While improv bands made up a clever percentage of the Westville Music Bowl’s inaugural lineup, Niedbalski said other types of acts, such as indie and American bands, will look more in the future. Niedbalski added that the venue also envisions “all-day reports with multiple acts,” such as its “Daze Between” exhibit in August, in which several musicians paid tribute to the grateful legacy of Dead’s Jerry Garcia.

“Promoting jam and proposing artists in all genres will be a component of Westville’s DNA, because it’s at the heart of what we do,” Niedbalski said. “New Haven is a destination for enthusiasts and not just an obstacle between New York and Boston. Those who have not yet understood it will do so very soon. “

Even for the jam bands themselves, the scene thrives in the state.

Eggy, a four-member band from Woodbridge, had a year of sold-out exhibitions and an opening concert of Pigeons Playing Ping Pong at the Westville Music Bowl in June. With its recent run of success, the organization considers its home in Nutmeg State a special place.

“For such a small state, there have also been those exclusive centers. Like Hartford, just 30 minutes from New Haven, it has a different scene, while Black Rock’s New Haven has a different scene. Everyone has cultivated their own network,” guitarist Jake Brownstein told Hearst Connecticut in July, “I leave it to the fans. There’s a strong network of other people who are dying to pay attention to this kind of music and are open-minded. “

Eggy plays at the Levitt Pavilion in Westport, Connecticut, on July 15, 2021.

The band credits the late Gathering of the Vibes festival in Bridgeport for fostering the network of jam bands in Connecticut.

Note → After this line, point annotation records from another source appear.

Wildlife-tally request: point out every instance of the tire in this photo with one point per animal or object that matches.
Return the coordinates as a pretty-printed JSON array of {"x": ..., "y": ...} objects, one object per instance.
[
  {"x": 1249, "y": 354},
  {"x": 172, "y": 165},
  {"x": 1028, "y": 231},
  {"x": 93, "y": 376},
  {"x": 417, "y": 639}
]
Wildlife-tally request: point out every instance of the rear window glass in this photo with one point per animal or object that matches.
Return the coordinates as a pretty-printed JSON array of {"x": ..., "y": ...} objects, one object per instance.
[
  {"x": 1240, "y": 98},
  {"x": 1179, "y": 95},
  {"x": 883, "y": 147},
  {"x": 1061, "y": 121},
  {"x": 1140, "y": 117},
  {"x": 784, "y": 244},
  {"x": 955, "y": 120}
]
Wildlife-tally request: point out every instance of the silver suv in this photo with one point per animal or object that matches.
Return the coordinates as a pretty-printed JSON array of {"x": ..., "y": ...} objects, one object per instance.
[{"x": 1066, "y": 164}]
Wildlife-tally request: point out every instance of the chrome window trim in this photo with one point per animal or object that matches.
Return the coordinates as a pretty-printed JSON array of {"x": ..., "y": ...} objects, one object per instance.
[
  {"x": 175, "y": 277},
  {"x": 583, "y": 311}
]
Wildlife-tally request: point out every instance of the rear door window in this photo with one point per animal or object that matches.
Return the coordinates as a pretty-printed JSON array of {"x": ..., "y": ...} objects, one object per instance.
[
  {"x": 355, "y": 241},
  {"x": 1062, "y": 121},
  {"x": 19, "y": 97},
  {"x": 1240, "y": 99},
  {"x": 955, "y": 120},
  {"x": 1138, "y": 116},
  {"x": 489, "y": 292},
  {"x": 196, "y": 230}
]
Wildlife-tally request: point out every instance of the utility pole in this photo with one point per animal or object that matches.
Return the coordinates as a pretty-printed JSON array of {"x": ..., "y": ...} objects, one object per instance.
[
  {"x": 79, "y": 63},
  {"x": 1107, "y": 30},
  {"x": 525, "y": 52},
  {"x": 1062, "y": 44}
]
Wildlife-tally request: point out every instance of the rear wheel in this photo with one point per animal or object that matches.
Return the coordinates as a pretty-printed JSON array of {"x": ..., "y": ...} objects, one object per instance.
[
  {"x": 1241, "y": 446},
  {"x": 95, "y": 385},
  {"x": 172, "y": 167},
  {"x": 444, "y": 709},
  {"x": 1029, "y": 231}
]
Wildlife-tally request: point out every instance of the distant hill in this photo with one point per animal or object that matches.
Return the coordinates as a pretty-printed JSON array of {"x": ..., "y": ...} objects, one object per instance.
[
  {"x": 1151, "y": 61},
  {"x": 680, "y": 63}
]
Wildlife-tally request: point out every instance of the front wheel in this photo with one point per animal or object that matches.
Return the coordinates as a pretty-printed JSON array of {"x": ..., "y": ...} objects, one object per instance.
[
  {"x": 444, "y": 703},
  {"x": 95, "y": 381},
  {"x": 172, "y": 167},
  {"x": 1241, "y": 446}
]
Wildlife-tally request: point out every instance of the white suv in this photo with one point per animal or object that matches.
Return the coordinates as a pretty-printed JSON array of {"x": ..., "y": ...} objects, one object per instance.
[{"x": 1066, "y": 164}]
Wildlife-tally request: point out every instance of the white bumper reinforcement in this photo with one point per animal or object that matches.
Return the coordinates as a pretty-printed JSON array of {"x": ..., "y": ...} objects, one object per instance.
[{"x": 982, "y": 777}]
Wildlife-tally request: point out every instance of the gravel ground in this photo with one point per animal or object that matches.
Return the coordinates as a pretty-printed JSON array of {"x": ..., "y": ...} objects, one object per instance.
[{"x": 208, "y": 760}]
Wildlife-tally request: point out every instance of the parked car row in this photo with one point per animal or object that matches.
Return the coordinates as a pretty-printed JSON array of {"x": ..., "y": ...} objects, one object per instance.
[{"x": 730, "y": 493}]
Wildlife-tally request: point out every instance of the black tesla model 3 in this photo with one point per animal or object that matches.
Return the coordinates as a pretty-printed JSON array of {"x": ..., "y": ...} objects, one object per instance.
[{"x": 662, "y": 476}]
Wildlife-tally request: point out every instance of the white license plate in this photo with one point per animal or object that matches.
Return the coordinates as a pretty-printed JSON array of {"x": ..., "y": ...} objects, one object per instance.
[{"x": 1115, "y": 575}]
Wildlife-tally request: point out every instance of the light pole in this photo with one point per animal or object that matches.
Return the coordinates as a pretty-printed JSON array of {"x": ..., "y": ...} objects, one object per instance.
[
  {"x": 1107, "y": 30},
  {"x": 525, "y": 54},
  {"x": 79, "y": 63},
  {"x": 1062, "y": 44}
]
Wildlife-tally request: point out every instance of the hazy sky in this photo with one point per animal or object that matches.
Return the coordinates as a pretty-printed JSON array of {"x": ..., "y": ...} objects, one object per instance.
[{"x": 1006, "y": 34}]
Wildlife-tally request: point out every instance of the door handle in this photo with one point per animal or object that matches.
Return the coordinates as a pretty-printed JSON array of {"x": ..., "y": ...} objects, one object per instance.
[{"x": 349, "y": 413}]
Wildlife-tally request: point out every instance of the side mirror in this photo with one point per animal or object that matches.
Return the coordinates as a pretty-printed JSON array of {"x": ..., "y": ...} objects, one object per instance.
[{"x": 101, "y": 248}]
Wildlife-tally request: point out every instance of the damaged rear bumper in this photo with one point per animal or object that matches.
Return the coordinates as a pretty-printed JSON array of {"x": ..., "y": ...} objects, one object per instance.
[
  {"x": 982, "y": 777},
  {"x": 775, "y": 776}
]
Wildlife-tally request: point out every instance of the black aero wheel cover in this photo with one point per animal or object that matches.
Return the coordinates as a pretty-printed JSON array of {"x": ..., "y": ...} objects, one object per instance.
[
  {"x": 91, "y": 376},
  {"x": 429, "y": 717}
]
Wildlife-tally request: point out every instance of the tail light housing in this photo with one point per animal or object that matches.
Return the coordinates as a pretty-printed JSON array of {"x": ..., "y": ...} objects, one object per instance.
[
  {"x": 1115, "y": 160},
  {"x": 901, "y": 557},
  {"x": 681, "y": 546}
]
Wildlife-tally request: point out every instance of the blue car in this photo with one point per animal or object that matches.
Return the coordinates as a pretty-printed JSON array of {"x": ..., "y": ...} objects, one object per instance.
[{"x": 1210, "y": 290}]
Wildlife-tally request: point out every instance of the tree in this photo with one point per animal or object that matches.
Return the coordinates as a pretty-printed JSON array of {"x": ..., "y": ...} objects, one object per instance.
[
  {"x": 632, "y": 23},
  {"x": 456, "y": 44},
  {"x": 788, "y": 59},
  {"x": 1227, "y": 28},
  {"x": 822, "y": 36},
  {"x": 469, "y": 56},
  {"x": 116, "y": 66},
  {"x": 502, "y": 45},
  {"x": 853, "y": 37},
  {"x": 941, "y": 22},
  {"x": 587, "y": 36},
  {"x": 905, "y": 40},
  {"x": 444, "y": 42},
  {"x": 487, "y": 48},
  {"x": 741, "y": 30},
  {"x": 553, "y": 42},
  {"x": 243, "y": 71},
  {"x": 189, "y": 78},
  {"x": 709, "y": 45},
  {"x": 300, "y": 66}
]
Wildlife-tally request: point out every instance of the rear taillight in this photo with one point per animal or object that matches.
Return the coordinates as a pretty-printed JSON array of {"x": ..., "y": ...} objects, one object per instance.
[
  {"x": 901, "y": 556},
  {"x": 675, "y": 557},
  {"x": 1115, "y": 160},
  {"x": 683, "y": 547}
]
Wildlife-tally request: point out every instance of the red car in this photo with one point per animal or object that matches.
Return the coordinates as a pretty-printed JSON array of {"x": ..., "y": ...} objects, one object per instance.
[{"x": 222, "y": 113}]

“It opened the door for us to do our own things,” said keyboardist Eggy Dani Battat.

Despite the popularity of the jam band festival, which hosted Widespread Panic, Primus and members of the Grateful Dead, it closed after their 2015 festival, as the festival’s owners owed $500,000 in unpaid reimbursement to Bridgeport City Police.

Six years after the end of Gathering of the Vibes, hartford Healthcare Amphitheatre developer has announced plans for two new festivals at Seaside Park in 2022 that will be produced through concert promoter Live Nation and Founders Entertainment, which produces New York’s Governor’s Ball.

Saffan, the developer of the amphitheater, said one of the festivals will feature independent musicians and “vibes,” while the other festival will feature “contemporary” artists.

Festival organizers said they would be related to Gathering of the Vibes when describing the new festivals, which would take place on the 3rd and 4th weekend of September.

Specifically, festival organizers and city council members acknowledged that camping and nightlife activities at Gathering of the Vibes were a problem, described as “ugly as hell, noisy [and] dangerous. “

Although the artists from “Vibes” were discussed for one of the festivals, Tom Russell of Founders Entertainment reiterated that the new festivals would feature an “absolutely different show, an absolutely different [and] absolutely different atmosphere, for lack of a broader term. “

Despite Gathering of the Vibes’ complaint, Russell told reporters last month that his reporting at the defunct jam band festival encouraged him to launch Founders Entertainment and, in the end, launch Governor’s Ball.

With less than a year to go until the launch of the new festivals, the question remains whether the inspiration for Gathering of the Vibes and the jam bands will shine again at Seaside Park. same as?